A new collaborative network of health organisations has met in Canberra and endorsed a plan to raise awareness about the adverse health effects of Australia’s current minerals and energy policy, which has allowed for the rapid expansion of mining, coal seam gas operations and exploration projects across the nation, including the Gunnedah basin and Pilliga region.
The Health and Energy Roundtable was hosted by five national health organisations: the Public Health Association of Australia, Climate and Health Alliance, National Rural Health Alliance, Climate Change Health Research Network and the Australian Healthcare and Hospitals Association.
It involved energy experts, community activists and health professionals, including doctors, physicians, nurses, physiotherapists and GPs, from dozens of organisations around the country.
These included Cancer Council Australia, Heart Foundation, Australian Research Alliance for Children and Youth, National Toxics Network, Australian Physiotherapy Association and NSW Nurses and Midwives Association.
“The risks to human health from energy and resources policy are not being well accounted for in current policy decisions,” a joint statement from the meeting said.

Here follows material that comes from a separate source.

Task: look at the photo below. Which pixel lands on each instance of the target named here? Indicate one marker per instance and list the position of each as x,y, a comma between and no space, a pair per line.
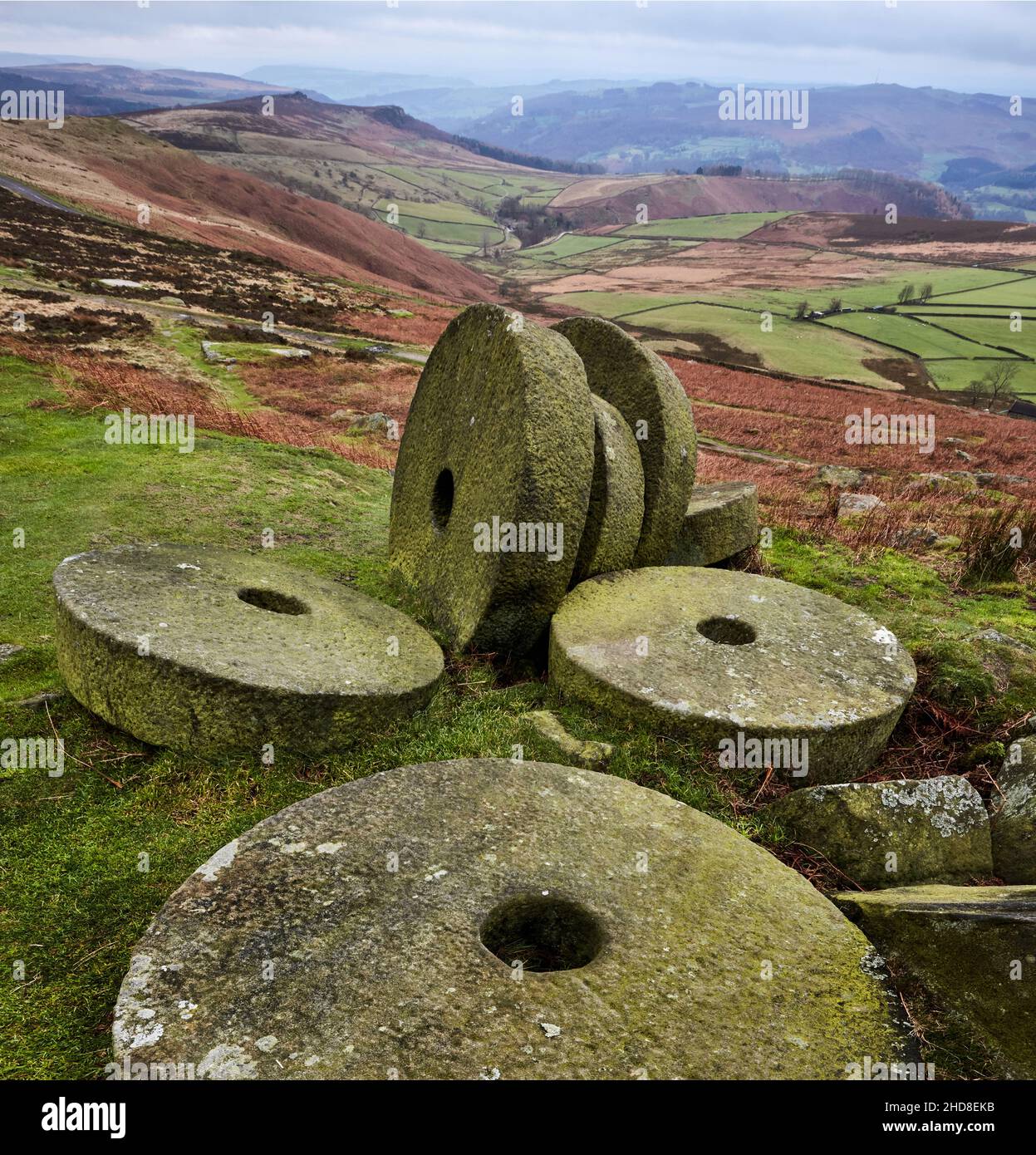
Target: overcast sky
989,45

“Significant policy reform is needed to ensure health and wellbeing is not compromised by policy decisions in other sectors.

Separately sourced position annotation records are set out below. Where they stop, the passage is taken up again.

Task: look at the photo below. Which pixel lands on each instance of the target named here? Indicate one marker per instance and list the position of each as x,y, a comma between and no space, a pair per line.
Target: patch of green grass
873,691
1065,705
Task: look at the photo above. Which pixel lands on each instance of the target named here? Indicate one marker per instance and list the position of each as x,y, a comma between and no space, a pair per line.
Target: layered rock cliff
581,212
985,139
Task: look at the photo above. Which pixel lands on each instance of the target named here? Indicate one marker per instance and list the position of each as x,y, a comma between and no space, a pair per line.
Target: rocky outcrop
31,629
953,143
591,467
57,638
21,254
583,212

“Recognising the importance of the social and environmental determinants of health is an important part of that.”
Climate and Health Alliance convenor Fiona Armstrong said the overriding concern was that climate change was being driven by energy choices and minerals policies that favoured fossil fuels over renewable energy resources.
The meeting agreed that communities living in proximity to these mining activities not only suffered adverse social impacts, but also an increased risk of respiratory disease, heart disease and lung cancer.

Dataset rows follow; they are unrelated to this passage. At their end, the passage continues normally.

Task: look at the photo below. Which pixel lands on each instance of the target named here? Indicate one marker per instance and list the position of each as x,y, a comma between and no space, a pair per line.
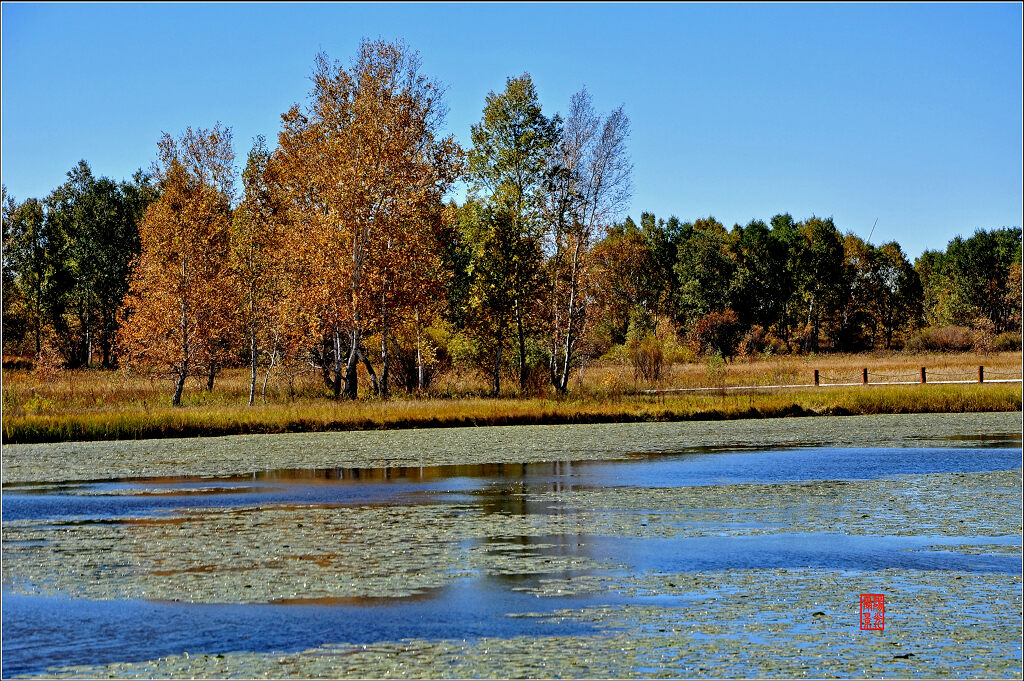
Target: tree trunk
337,366
179,385
383,389
252,369
266,377
497,373
522,346
377,386
351,376
419,355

There were also serious concerns raised about the availability of data and support for health research on the issue, particularly with regards to water and air pollution.
“The health impacts of minerals and energy policy must be an area of research priority that is given significant levels of independent funding, and there needs to be greatly increased surveillance and monitoring to ensure sufficient data collection on which to base this research,” the joint statement said.
The meeting identified a need for more education about the health implications of energy policy choices, and encouraged health professionals across all disciplines to advocate for minerals, energy and climate policies on the basis of health.
The groups also committed to developing a framework for joint advocacy and announced plans for a campaign featuring health professionals calling for an urgent transition to renewable energy sources.